By: MM MM user 25 Feb 2019 at 7:39 p.m. CST

1 Response
MM MM gravatar
Hi there, Apologies for the noob questions but we have set up a not-for-profit and lobbied online training providors to provision their premium services to our community for free. We have no budget and are all volunteers and so I have been exploring whether Gluu might be the perfect solution for us. I'm not clear as to whether we can build the following using Gluu exclusively, so any thoughts/guidance would be very welcome. The user journey is as follows. 1. A beneficiary or a mentor social signs on using linkedin. It seems as if I can make a Custom Login page with Social Signon ONLY ( using passport ) and I'm hoping that we can do this by customising the public pages as described here https://gluu.org/docs/ce/3.1.5/operation/custom-design/ So far so good 2. Beneficiaries and mentors can both have access to the online community (a Discord server) so after setting up a client relationship with Discord, will this be visible on the next page after registration / login? I set up a Test SAML Service using an [RSA tool](https://sptest.iamshowcase.com/instructions) and it works but I'm a bit stuck as to where I should put the [SAML Authentication Request link](https://sptest.iamshowcase.com/protected?idp=dbd2e6e2270b1ab0660fa43a1a8f2f6db8c46ea8) 3. Only beneficiaries can have access to 8 other online training resources. Can we put a form field for a custom attribute so that it can be validated (against REGEX) or perhaps just a link to their profile so that this can be done. After the user enters a string into the custom attribute field that matches the REGEX how can we write a rule that automates adding beneficiaries to a new group which then has access to all of the resources (not just the discord server). Thanks for your patience in reading and I hope the community will have some ideas as to how we can achieve this using Gluu. Very best wishes, M

By William Lowe staff 26 Feb 2019 at 1:43 a.m. CST

William Lowe gravatar
> A beneficiary or a mentor social signs on using linkedin.
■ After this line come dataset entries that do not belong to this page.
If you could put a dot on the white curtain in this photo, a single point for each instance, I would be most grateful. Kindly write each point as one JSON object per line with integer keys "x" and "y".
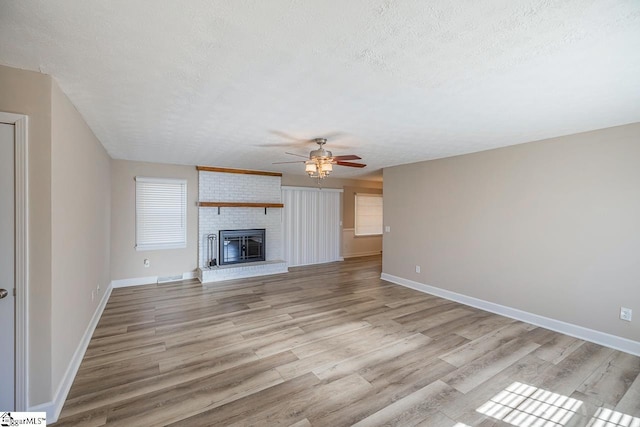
{"x": 311, "y": 225}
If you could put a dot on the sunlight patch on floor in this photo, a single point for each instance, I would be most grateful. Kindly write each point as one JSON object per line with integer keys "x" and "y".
{"x": 610, "y": 418}
{"x": 523, "y": 405}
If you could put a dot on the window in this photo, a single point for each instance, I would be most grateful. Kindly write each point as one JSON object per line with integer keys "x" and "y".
{"x": 161, "y": 213}
{"x": 368, "y": 219}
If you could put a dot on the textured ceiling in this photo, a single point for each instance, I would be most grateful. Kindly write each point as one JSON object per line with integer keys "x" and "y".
{"x": 227, "y": 83}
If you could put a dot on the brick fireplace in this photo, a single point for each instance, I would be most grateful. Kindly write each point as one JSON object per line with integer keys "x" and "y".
{"x": 231, "y": 199}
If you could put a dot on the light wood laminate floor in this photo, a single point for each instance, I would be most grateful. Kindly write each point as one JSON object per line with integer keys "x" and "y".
{"x": 334, "y": 345}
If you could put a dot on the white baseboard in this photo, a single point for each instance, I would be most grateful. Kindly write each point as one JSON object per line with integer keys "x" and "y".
{"x": 602, "y": 338}
{"x": 149, "y": 280}
{"x": 54, "y": 407}
{"x": 361, "y": 254}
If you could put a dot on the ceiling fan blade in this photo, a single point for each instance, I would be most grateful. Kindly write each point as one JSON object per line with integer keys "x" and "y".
{"x": 278, "y": 144}
{"x": 351, "y": 164}
{"x": 347, "y": 157}
{"x": 294, "y": 154}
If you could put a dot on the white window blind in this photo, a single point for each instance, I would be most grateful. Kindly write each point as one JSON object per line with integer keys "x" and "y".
{"x": 368, "y": 214}
{"x": 161, "y": 213}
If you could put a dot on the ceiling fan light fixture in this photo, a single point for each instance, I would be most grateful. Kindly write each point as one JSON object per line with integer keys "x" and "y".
{"x": 310, "y": 167}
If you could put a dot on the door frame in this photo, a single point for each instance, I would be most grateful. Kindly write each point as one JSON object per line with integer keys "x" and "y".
{"x": 20, "y": 122}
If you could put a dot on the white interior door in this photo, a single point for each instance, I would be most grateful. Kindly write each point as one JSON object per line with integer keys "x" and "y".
{"x": 7, "y": 266}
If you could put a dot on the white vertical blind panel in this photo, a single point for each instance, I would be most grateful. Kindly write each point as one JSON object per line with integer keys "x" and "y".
{"x": 368, "y": 214}
{"x": 161, "y": 207}
{"x": 311, "y": 226}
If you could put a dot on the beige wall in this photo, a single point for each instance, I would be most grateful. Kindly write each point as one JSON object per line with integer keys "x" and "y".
{"x": 549, "y": 227}
{"x": 80, "y": 217}
{"x": 26, "y": 92}
{"x": 351, "y": 245}
{"x": 126, "y": 262}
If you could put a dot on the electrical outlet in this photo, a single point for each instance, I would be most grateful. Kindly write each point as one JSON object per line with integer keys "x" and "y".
{"x": 625, "y": 314}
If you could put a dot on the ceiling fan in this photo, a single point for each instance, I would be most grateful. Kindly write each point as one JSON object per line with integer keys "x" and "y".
{"x": 320, "y": 162}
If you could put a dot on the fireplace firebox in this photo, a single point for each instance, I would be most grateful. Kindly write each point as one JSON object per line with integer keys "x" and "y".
{"x": 239, "y": 246}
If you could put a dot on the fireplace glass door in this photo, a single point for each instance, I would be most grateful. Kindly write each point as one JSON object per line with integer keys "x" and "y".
{"x": 239, "y": 246}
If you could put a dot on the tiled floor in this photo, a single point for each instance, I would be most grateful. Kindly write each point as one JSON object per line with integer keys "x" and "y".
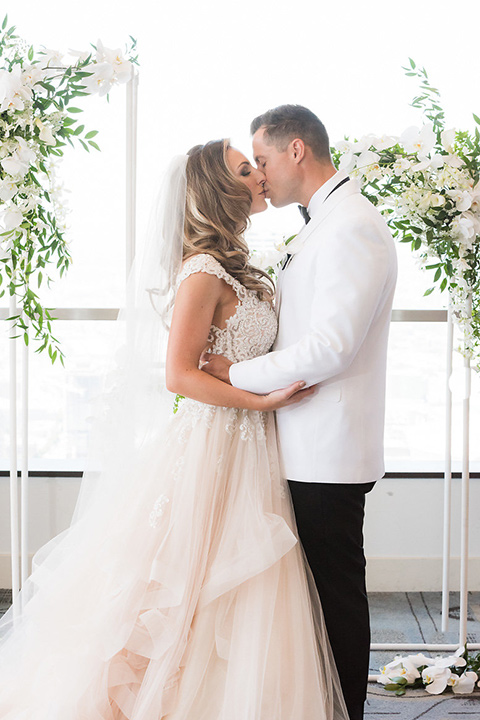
{"x": 416, "y": 618}
{"x": 407, "y": 617}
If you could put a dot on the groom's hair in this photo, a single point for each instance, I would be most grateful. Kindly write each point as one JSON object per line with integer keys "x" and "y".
{"x": 287, "y": 122}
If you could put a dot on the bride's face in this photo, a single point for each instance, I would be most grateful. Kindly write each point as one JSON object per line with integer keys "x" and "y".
{"x": 250, "y": 176}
It seems as if I can make a Custom Login page with Social Signon ONLY ( using passport ) and I'm hoping that we can do this by customising the public pages as described here https://gluu.org/docs/ce/3.1.5/operation/custom-design/ > Yes, supported. A social login page is included out of the box, but you are also free to do your own customizations. > Beneficiaries and mentors can both have access to the online community (a Discord server) so after setting up a client relationship with Discord, will this be visible on the next page after registration / login? Client == OpenID Connect. Trust Relationship == SAML. Sounds like you're using SAML, so you'll need to setup a Trust Relationship in Gluu to release the personal info to Discord. Sounds like you have that much covered. Now the user needs some way to find this application service.. so you need to have some public page users can access, and click "login" to Discord, and then the redirect to Gluu will happen, then post successful auth, the redirect to private Discord page will happen. > I set up a Test SAML Service using an RSA tool and it works but I'm a bit stuck as to where I should put the SAML Authentication Request link You should open a separate ticket about this with complete details and steps to reproduce. > Only beneficiaries can have access to 8 other online training resources. Can we put a form field for a custom attribute so that it can be validated (against REGEX) or perhaps just a link to their profile so that this can be done. After the user enters a string into the custom attribute field that matches the REGEX how can we write a rule that automates adding beneficiaries to a new group which then has access to all of the resources (not just the discord server). The easiest way to achieve this type of access management is to have the app enforce access based on a specific attribute released by your Gluu Server. So those privileged users might all have the `privileged` attribute, which is required for access to the privileged apps. In general, it's best to keep support questions tightly focused about technical issues you are experiencing. It seems like more research will help you architect the right design for your ecosystem of apps.